Here are some of the “skills” in civics that students demonstrate at different levels — basic, proficient and advanced — as measured by the National Assessment for Educational Progress.

NAEP released new scores on the 2010 civics exam given to nationally representative groups of students in 4th, 8th and 12th grades on Wednesday, with little progress shown in the four years since the last civics exam was given.

Following are skills and some sample questions:

Basic — students have achieved partial mastery of the knowledge and skills fundamental for proficient work at each grade.

*Grade 4: Recognize taxes as the main source of government funding

*Grade 8: Identify a right protected by the First Amendment

*Grade 12: Interpret a political cartoon 

Proficient — students have demonstrated competency over challenging subject matter and achieved “solid academic performance to which all students at each grade assessed should aspire.”

*Grade 4: Identify a purpose of the U.S. Constitution

*Grade 8: Recognize a role performed by the Supreme Court

*Grade 12: Define the term “melting pot” and argue if it applies to the U.S. 

Advanced— students have demonstrated superior performance:

*Grade 4: Explain two ways countries can deal with shared problems

*Grade 8: Name two actions citizens can take to encourage Congress to pass a law

*Grade 12: Compare the citizenship requirements of the U.S. to other countries





Grade 4

1. What is one of the basic purposes of government in the United States?

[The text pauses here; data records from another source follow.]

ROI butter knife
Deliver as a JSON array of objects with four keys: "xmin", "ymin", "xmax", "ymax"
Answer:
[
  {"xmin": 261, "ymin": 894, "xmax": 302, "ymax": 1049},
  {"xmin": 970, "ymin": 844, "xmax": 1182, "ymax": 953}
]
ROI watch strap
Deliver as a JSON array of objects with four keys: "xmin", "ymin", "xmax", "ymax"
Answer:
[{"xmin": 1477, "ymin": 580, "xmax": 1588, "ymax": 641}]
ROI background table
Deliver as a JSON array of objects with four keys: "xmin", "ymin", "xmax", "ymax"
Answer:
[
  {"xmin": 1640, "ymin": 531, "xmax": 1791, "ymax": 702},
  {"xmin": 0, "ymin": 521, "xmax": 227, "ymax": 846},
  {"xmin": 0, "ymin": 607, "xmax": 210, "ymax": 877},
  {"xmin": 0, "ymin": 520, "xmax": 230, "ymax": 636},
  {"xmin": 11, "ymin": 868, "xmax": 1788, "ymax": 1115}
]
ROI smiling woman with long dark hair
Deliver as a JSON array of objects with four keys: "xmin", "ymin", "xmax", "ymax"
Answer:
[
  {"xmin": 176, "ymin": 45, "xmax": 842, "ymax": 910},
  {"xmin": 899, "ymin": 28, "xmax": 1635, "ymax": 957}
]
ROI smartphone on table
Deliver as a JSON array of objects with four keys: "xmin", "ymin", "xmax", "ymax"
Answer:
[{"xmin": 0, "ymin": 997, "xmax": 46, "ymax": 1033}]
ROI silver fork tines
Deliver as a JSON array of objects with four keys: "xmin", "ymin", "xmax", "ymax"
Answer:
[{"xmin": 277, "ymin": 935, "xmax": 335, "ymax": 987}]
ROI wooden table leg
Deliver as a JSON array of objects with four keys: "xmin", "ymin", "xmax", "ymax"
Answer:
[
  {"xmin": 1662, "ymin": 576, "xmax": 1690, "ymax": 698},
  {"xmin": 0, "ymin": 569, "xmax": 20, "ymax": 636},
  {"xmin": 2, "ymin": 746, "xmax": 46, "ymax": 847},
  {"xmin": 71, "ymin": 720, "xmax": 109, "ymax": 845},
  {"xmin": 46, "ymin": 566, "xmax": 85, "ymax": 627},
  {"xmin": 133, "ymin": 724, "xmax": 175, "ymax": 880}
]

A. To protect the rights of individuals

B. To have fire drills in public buildings

C. To elect a new President every four years

D. To keep criminals in federal prisons


2. Who decides whether a law follows the Constitution or not?

A. The secretary of state

B. The Supreme Court

C. The governor of a state

D. Individual citizens



Grade 8

3. What do all constitutional governments have?

A. Legal limits on political power

B. A President as the head of government

C. A bill of rights

D. Separation of church and state


4. Which of the following most limits the ability of the United Nations to stop wars between different countries?

A) The United Nations does not usually have the authority to enforce its decisions.

B) Member countries have to communicate with each other in too many different languages.

C) Too many large countries belong to the United Nations.

D) Too few democratic countries belong to the United Nations.



Grade 12

5. In recent years, a United States President and a Japanese Prime Minister would most likely have argued over which issue?

A. Japan’s wish to enter the North Atlantic Treaty Organization

B. Japan’s development of nuclear weapons

C. America’s desire to have greater access to Japanese markets

D. America’s discrimination toward Japanese nationals


6. Federalism: A way of organizing a nation so that two or more levels of government have authority over the same land and people.

Which fact about American government reflects the above definition of federalism?

A. Power is divided among legislative, executive, and judicial branches.

B. Private organizations in the United States do much of the work that is performed by local governments in other countries.

C. Citizens in the United States are subject to both state and federal laws.

D. Citizens in the United States have a right to protection from intrusion into their private affairs.